Kütüb-i Sitte Hadis-i Şerif ( 2381-2390 )

2381 - Yine Hz. Enes (radiyallahu anh) anlatiyor: "Yatsi namazi icin ikamet okunmustu ki bir adam: "Benim bir isim var!" diyerek araya girdi. Resulullah (aleyhissalatu vesselam) (farzi kildirmazdan once) kalkti, adamla hususi sekilde konusmaya basladi. Insanlar -veya bir kismi- uyuyuncaya kadar konusma uzadi. Namazi sonra kildilar."
Buhari, Ezan 27, 28, Istizan 48; Muslim, Hayz 126, (376); Ebu Davud, Salat 46, (542); Tirmizi, Salat 373, (517, 518); Nesai, Imamet 13, (2, 81).

2382 - Hz. Muaz Ibnu Cebel (radiyallahu anh) anlatiyor: "(Bir gece) Resulullah (aleyhissalatu vesselam)'i yatsi namazi icin uzun muddet bekledik, ama gecikti. O kadar ki, bazilari (hane-i saadetinden) cikmayacagi zannina dustu. Icimizden: "Namazini (evinde) kilmistir" diyen bile oldu.
Iste biz bu hal uzere iken Resulullah (aleyhissalatu vesselam) cikti ve kendisine onceden tahminen soylediklerini tekrar ettiler. Bunun uzerine:
"Geceye bu namazla girin. (Bilin ki) siz bu namaz sayesinde diger ummetlere ustun kilindiniz.
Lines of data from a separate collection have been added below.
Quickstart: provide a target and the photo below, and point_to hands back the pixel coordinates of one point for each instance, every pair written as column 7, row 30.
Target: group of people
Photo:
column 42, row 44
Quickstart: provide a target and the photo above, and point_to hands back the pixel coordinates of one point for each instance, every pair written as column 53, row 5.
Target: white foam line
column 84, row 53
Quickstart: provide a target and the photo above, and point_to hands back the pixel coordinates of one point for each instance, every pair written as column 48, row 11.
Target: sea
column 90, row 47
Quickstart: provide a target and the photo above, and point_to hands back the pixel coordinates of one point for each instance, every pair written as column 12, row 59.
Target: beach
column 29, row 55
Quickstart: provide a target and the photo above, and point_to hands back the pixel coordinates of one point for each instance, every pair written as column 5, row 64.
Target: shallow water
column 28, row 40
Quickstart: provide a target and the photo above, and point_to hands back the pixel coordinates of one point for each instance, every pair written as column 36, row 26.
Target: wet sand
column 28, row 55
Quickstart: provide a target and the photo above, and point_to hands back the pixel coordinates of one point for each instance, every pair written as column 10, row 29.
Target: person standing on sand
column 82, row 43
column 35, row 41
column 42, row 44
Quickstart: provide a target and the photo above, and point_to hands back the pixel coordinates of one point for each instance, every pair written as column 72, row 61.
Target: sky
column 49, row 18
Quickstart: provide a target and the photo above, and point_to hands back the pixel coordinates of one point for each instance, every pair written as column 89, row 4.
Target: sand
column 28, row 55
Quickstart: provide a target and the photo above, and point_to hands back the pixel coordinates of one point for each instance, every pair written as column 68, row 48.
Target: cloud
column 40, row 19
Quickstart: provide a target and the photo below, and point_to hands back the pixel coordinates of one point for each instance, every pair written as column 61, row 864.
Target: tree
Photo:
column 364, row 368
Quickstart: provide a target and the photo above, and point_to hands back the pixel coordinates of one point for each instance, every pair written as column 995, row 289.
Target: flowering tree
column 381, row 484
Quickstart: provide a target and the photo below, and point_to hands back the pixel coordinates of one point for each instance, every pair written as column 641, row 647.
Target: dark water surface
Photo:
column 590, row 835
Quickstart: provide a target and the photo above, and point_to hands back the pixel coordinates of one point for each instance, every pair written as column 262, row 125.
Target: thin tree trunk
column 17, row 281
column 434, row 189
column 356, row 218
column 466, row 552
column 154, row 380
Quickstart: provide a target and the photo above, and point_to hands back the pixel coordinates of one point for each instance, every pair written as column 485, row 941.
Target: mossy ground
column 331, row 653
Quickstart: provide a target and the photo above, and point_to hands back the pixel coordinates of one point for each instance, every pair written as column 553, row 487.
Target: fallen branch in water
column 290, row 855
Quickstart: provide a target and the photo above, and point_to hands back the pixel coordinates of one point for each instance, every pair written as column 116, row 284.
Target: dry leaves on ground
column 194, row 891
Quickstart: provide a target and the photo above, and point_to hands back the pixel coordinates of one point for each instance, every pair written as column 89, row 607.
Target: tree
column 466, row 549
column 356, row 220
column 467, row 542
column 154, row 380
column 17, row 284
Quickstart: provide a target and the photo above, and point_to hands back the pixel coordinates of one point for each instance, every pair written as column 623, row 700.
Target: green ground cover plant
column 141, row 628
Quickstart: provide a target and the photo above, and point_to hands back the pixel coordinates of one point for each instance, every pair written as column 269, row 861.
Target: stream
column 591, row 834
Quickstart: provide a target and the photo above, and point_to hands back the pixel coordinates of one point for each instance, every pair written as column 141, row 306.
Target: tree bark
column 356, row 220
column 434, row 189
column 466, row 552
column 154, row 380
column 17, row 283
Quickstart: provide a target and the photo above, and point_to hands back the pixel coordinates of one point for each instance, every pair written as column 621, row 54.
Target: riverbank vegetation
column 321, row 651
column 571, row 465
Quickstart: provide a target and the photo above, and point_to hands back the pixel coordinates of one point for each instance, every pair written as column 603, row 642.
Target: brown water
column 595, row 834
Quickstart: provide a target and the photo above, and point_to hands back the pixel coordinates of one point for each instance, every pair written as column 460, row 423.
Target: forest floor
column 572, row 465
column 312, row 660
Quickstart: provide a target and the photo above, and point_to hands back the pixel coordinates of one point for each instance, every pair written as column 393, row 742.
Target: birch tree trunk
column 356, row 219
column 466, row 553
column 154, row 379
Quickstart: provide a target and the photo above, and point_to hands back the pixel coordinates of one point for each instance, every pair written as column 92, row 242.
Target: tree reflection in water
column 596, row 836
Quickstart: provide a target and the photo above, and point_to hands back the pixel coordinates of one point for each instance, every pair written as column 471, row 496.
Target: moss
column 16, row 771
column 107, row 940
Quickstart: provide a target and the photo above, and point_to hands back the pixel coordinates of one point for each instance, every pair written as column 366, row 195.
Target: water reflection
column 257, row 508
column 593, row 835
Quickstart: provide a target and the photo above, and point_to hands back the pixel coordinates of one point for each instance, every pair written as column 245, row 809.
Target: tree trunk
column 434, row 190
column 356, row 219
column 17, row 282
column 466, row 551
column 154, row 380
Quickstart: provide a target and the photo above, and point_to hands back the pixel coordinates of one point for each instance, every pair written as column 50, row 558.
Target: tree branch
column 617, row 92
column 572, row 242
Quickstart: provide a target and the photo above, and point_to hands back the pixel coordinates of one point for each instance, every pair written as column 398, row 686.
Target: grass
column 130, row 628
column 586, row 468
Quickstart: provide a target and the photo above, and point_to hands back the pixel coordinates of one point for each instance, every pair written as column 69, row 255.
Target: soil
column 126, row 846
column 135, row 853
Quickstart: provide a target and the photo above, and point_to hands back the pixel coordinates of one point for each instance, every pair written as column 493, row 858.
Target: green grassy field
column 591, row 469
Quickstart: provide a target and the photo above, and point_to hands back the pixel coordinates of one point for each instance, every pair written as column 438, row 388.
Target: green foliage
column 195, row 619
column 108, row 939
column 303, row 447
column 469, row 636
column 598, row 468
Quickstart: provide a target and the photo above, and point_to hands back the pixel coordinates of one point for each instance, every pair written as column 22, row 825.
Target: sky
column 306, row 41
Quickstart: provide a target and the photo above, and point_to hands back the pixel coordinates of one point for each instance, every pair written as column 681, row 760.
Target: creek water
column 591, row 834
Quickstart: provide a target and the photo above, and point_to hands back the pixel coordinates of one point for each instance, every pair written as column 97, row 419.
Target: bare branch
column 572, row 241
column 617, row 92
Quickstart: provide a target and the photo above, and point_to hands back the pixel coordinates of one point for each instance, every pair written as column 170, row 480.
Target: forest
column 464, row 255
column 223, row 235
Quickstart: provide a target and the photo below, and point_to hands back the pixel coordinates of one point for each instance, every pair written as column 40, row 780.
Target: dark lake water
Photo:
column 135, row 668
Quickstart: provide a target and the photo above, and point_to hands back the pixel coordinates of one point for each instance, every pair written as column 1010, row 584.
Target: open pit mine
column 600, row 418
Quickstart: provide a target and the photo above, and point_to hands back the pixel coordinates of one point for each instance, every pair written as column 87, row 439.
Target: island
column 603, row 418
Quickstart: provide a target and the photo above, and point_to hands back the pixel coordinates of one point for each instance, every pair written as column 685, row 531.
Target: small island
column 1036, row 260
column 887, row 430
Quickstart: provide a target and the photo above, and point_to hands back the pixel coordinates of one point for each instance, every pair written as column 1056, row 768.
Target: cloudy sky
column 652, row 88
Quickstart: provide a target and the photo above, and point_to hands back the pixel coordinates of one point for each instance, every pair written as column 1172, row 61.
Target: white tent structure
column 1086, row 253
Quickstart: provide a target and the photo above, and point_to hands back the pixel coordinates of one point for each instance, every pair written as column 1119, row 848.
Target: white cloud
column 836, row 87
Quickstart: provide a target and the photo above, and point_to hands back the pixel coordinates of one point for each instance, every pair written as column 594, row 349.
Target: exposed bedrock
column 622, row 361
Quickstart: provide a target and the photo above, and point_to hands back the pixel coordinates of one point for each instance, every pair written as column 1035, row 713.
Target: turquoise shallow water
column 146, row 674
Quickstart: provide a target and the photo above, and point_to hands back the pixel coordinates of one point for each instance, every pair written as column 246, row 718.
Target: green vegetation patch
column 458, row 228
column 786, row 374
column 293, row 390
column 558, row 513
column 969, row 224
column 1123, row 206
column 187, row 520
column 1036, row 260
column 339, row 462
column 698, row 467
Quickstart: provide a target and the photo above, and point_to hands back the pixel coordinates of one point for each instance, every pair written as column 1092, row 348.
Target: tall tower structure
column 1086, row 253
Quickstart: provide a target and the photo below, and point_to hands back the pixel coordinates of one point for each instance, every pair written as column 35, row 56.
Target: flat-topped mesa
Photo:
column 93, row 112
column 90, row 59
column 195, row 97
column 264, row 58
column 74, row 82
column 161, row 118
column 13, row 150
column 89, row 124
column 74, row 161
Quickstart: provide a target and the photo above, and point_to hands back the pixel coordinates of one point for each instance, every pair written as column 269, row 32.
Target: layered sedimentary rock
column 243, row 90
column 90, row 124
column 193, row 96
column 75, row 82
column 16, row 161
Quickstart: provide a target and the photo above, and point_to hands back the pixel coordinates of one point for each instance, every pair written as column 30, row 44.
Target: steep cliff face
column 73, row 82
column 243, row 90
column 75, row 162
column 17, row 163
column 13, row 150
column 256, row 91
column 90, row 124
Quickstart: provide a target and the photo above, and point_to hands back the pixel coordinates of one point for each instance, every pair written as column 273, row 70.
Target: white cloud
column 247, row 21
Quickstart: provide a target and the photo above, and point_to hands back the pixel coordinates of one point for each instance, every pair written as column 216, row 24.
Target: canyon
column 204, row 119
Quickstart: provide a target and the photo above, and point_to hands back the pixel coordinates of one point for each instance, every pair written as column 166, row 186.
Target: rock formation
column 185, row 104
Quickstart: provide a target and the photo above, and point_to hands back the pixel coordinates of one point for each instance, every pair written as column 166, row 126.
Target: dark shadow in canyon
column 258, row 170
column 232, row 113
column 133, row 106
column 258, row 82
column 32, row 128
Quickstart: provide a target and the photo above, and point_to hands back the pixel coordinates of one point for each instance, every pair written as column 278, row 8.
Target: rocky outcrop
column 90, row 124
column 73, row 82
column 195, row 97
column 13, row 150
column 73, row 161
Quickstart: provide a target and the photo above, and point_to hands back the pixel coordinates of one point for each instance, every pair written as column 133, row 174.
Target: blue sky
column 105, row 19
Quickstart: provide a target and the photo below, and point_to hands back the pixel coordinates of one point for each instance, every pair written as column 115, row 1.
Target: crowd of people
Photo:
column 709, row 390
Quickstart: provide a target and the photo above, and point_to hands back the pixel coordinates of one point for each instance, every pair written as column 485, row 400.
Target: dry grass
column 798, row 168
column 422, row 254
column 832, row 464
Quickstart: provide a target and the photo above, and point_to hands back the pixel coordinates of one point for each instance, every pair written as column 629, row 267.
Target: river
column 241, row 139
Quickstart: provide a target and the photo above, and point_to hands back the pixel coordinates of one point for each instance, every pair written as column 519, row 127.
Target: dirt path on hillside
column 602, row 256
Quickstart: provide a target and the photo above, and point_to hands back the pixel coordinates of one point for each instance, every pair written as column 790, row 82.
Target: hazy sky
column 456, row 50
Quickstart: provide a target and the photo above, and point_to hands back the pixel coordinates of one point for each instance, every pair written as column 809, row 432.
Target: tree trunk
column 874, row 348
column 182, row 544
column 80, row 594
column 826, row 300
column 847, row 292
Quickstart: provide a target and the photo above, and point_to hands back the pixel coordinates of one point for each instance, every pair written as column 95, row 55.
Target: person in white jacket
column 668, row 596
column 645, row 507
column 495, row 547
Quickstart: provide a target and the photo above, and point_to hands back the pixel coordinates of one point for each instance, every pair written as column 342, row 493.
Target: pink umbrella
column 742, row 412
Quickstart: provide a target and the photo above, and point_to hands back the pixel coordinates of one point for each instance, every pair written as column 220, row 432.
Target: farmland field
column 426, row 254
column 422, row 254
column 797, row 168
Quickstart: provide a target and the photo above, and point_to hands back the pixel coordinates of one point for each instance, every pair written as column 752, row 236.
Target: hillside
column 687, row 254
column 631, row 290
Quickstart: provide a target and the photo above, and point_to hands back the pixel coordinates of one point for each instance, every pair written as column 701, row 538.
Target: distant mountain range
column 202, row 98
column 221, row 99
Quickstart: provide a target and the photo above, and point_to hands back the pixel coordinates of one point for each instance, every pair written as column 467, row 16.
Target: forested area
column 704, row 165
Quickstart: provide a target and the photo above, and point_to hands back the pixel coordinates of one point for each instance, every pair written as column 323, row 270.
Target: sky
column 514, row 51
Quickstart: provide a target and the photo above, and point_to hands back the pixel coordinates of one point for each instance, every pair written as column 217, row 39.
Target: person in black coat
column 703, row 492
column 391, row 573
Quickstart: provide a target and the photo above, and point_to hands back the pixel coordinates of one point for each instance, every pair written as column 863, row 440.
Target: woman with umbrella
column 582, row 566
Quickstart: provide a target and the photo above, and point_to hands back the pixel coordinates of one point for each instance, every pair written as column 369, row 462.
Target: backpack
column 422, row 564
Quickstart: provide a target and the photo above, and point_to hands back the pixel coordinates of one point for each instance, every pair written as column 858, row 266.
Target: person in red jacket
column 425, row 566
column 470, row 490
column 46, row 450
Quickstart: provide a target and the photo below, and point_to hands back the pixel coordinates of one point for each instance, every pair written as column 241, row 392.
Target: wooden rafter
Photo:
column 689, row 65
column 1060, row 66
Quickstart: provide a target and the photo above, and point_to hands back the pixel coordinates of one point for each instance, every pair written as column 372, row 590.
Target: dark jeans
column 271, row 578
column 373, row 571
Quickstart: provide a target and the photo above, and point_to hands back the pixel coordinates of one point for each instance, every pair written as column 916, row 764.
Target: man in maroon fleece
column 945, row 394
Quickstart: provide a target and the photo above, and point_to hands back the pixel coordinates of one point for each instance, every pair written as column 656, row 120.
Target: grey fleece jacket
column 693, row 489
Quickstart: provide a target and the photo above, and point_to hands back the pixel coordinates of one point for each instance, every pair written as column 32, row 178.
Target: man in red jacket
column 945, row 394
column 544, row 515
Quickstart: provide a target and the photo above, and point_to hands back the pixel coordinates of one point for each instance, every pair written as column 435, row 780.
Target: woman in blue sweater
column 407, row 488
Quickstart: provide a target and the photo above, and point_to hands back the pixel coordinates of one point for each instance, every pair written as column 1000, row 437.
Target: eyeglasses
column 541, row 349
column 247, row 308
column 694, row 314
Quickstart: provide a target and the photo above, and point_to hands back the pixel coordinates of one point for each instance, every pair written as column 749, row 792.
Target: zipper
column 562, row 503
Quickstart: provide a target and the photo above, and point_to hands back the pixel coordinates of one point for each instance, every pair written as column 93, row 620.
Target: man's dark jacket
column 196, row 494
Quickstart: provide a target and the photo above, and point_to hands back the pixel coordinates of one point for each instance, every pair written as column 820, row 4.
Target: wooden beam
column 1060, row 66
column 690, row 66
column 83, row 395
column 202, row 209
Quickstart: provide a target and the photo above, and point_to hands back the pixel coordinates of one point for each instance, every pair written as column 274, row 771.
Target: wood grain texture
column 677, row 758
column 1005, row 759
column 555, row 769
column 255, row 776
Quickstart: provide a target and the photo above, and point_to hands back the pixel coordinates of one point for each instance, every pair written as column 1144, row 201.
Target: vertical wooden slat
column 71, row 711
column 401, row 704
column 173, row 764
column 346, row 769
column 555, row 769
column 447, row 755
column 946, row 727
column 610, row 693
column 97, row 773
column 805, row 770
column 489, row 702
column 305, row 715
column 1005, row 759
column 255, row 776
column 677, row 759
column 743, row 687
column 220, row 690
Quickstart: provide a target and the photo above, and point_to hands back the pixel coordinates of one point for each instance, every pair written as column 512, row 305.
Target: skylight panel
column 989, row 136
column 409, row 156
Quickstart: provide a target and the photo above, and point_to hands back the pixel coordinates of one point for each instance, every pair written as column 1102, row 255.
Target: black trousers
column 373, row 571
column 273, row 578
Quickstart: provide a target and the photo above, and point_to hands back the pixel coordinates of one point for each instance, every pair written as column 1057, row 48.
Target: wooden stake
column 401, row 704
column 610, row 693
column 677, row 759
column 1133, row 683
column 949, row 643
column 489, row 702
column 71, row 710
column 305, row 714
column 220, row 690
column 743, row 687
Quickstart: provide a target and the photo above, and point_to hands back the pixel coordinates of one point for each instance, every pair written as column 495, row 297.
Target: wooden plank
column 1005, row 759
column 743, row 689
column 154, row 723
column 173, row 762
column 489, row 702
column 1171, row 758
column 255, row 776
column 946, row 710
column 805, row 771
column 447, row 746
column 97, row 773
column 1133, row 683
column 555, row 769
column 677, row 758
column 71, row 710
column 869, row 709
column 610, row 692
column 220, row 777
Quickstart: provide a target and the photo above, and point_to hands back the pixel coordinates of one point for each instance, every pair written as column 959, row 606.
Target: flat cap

Bunu sizden onceki ummetlerden hicbiri kilmadi" buyurdu."
Ebu Davud, Salat 7, (421).

2383 - Ebu Musa (radiyallahu anh) anlatiyor: "Resulullah (aleyhissalatu vesselam) bir gun yatsi namazini geciktirdi. Hatta gecenin cogu gitti. Sonra cikti ve cemaate namazlarini kildirdi. Namazi bitirince Resulullah (aleyhissalatu vesselam) orada hazir bulunan cemaate:
"(Buradan ayrilmakta) acele etmeyin, size bir husus haber vereyim de sevinin: Bilesiniz, uzerinizdeki AIIah'in nimetlerinden biri de sudur: Su saatte namaz kilan sizden baska hic kimse yok -veya sizden baska kimse su saatte namaz kilmamistir.-" Bu iki sozden hangisini soylemisti bilemiyoruz."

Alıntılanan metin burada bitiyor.